Penrose Diner ends 24-hour service as the round-the-clock world shifts
Penrose Diner is ending its 24-hour service as the round-the-clock world shifts.
Penrose Diner in South Philadelphia will end its 50-year tradition of 24-hour operation at 11:59 p.m. Monday, reflecting changes among not only its customers but also the workforce in general.
“The people in the 21-to-25 range are just not going out the way they used to,” Bill Dovas, an owner, said Sunday. The Penrose, at the intersection of 20th Street and Penrose and Packer Avenues, came to fame in a different era, benefiting from traffic off the Platt Bridge.
“When they go out to the clubs, they’re afraid to drive and don’t want to pay for an Uber both ways," Dovas said.
The Penrose’s hours will be 6 a.m. to midnight daily starting New Year’s Day. Dovas said the shorter hours would allow the diner to focus on quality and consistency. He said staffing also was a problem because “my longtime employees were getting tired.”
It’s a new world in overnight eating. Delivery services such as Uber Eats and Caviar bring food to your door with only light regard for the kitchen’s location. For hungry people who actually want to go outside for a sandwich in the wee hours, there is Wawa, which is engaged in a blitz of openings in the city.

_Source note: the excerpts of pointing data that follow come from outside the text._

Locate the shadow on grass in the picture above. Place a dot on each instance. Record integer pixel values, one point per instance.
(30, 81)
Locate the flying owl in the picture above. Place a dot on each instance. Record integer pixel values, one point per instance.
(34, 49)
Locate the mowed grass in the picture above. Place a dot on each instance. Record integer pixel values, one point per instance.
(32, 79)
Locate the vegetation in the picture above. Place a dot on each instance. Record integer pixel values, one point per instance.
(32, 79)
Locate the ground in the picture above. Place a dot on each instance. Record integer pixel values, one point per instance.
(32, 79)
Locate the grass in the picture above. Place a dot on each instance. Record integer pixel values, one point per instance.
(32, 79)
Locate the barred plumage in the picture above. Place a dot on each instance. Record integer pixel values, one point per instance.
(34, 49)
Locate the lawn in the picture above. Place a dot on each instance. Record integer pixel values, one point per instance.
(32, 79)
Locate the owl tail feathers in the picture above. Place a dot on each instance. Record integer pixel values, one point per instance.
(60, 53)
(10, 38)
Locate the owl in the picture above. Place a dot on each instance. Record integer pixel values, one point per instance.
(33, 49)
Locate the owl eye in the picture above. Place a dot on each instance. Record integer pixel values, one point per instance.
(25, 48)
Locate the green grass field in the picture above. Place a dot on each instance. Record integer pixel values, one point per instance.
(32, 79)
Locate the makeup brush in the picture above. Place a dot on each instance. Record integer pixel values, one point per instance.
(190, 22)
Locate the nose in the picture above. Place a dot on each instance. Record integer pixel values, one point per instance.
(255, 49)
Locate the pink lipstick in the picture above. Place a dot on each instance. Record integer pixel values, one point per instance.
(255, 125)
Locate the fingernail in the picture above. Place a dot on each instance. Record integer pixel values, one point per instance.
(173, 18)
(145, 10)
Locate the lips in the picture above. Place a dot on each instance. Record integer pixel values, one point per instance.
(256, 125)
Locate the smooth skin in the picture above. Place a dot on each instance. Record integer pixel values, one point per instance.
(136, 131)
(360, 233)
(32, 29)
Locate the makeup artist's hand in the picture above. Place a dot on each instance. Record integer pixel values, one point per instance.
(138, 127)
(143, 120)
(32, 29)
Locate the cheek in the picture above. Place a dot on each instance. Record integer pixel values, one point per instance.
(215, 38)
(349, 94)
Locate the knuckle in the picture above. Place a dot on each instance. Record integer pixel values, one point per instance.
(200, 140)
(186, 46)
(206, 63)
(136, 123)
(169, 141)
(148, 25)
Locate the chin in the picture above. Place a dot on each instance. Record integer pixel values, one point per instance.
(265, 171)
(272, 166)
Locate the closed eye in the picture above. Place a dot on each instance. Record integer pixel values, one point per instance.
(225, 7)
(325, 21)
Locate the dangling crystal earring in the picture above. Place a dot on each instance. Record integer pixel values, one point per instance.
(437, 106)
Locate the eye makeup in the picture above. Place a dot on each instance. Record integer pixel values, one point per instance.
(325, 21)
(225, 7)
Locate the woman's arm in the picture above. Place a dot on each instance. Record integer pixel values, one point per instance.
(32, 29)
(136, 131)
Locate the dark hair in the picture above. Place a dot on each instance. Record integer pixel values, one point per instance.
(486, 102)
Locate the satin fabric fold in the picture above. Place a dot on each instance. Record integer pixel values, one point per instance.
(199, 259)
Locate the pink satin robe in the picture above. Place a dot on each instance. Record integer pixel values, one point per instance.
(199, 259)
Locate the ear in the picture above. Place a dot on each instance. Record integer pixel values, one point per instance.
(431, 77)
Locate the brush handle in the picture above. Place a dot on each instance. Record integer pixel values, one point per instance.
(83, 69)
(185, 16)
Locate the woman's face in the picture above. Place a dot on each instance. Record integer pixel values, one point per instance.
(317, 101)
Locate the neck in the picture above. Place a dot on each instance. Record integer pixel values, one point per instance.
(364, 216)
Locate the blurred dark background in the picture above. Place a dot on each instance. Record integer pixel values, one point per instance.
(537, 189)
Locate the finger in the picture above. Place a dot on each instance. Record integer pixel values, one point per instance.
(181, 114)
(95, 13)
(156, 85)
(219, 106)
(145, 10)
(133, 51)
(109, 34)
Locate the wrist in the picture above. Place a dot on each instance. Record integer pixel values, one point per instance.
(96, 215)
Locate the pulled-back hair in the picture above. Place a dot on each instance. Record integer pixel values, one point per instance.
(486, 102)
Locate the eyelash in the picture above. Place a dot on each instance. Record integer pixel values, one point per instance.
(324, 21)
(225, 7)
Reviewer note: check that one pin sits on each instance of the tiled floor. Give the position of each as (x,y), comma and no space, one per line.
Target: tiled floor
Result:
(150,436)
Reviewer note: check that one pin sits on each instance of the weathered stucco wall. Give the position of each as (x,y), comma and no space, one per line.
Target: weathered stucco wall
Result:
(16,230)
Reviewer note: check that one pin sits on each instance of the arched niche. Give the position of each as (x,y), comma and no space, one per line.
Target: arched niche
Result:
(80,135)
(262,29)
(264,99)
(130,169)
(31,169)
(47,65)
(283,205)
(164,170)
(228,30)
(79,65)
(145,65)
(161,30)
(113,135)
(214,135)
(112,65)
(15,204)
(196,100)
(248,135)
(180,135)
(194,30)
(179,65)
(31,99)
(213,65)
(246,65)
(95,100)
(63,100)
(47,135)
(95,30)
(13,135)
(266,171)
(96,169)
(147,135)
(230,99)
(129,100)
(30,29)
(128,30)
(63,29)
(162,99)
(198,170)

Though diners are a storied part of American life, few 24-hour joints remain in Philadelphia.
The Oregon, also in South Philadelphia and co-owned by partners in the Penrose, still serves round-the-clock, as do the separately owned Midtown III in Center City, Melrose Diner in South Philadelphia, and some of the Michael’s Family Restaurants in the region.

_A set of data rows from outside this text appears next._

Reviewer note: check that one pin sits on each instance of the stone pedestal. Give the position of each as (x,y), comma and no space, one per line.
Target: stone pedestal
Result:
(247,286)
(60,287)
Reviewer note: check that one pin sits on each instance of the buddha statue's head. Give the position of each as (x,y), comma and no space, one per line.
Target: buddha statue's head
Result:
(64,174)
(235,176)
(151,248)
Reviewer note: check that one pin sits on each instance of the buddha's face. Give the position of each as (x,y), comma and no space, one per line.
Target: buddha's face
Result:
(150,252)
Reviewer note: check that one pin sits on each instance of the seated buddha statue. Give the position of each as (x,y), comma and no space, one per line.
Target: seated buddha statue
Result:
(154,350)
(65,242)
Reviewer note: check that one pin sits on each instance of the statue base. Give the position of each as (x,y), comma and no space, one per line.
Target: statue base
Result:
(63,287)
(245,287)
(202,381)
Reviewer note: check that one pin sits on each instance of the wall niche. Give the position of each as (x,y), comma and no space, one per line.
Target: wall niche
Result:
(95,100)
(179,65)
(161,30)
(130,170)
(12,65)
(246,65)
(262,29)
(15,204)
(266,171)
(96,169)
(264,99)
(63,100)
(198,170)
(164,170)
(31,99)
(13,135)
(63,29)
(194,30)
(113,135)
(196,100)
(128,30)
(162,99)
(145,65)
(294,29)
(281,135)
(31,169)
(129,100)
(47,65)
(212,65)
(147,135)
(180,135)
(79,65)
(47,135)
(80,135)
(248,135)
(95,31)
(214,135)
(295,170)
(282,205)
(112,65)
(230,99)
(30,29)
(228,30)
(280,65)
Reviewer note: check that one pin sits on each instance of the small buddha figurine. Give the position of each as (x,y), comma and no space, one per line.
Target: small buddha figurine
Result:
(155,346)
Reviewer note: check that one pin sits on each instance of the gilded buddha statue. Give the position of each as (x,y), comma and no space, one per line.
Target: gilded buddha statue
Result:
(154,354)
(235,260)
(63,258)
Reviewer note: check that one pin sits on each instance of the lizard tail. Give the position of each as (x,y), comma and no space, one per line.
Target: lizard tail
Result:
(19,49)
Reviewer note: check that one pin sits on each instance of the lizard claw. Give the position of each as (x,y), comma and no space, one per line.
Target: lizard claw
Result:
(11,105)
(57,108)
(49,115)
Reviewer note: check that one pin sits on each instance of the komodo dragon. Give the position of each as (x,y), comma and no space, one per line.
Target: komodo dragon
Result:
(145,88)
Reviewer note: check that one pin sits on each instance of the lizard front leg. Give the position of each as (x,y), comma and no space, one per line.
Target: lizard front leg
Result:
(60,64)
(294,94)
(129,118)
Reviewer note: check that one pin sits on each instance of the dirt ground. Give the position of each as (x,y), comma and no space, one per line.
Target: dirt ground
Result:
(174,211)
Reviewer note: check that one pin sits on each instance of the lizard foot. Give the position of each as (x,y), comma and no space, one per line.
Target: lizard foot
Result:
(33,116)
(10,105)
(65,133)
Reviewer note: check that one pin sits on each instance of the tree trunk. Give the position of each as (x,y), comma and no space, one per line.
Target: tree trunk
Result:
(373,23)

City Diner at Broad and South Streets, also owned by the partners in the Penrose, is open 24 hours on weekends. Dovas said the partners are reopening Olga’s Diner in Marlton, but are resisting 24-hour operation there.
The Dining Car in Northeast Philadelphia briefly flirted with shortening its hours last year, "and it was a disaster,” said owner Nancy Morozin.

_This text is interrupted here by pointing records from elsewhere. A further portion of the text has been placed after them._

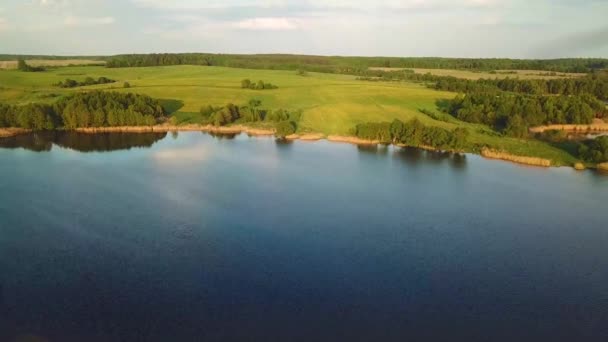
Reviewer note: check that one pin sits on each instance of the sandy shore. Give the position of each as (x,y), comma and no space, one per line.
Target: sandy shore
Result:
(306,136)
(533,161)
(351,140)
(596,126)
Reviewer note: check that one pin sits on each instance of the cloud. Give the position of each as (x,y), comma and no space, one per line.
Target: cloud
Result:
(53,3)
(576,44)
(271,24)
(74,21)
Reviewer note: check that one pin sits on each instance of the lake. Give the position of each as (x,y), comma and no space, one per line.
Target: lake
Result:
(192,237)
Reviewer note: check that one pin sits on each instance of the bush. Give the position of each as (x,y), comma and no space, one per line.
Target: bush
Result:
(285,128)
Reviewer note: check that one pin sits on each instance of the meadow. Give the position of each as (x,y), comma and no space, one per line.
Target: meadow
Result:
(51,63)
(332,104)
(500,74)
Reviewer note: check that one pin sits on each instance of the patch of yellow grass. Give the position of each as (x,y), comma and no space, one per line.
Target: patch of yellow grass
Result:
(50,63)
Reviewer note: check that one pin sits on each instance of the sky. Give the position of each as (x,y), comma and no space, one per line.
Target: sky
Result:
(447,28)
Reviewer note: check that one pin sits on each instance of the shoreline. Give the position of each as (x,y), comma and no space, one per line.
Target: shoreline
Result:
(12,131)
(239,129)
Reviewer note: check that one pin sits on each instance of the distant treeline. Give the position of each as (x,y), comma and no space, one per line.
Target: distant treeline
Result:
(413,133)
(353,65)
(69,83)
(594,84)
(91,109)
(513,114)
(595,151)
(9,57)
(43,141)
(23,66)
(285,121)
(260,85)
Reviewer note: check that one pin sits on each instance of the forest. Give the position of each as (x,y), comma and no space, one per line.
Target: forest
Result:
(353,65)
(91,109)
(595,150)
(513,114)
(595,84)
(260,85)
(413,133)
(284,121)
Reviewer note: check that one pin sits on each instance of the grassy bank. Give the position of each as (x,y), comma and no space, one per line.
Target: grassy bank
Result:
(332,104)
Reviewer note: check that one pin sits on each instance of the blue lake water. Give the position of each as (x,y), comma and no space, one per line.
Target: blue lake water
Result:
(192,237)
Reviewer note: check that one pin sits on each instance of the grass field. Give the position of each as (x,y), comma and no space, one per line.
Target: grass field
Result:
(49,63)
(331,104)
(475,75)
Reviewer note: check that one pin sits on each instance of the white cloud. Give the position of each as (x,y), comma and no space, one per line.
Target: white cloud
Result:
(53,3)
(273,24)
(74,21)
(3,25)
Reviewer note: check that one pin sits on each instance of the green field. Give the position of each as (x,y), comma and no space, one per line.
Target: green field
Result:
(331,103)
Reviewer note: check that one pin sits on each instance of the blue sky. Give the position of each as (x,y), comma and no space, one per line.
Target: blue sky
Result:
(451,28)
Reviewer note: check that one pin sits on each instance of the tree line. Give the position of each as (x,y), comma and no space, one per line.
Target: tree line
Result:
(595,84)
(413,133)
(513,114)
(595,150)
(285,121)
(353,65)
(260,85)
(43,141)
(69,83)
(90,109)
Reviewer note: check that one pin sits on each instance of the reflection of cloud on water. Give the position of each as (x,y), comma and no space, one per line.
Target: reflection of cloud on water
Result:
(189,154)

After 57 years, she cut back the hours to 7 a.m. to 10 p.m. daily, citing slow business and the challenge of finding overnight workers. Then came a campaign from neighbors, including a parish priest who enjoyed his 5 a.m. breakfast before Mass.
After one week, she agreed to open round-the-clock on weekends, from 7 a.m. Thursdays to 10 p.m. Sunday.
That one week off, she said, hurt her business. “It took me a full year to get it back.”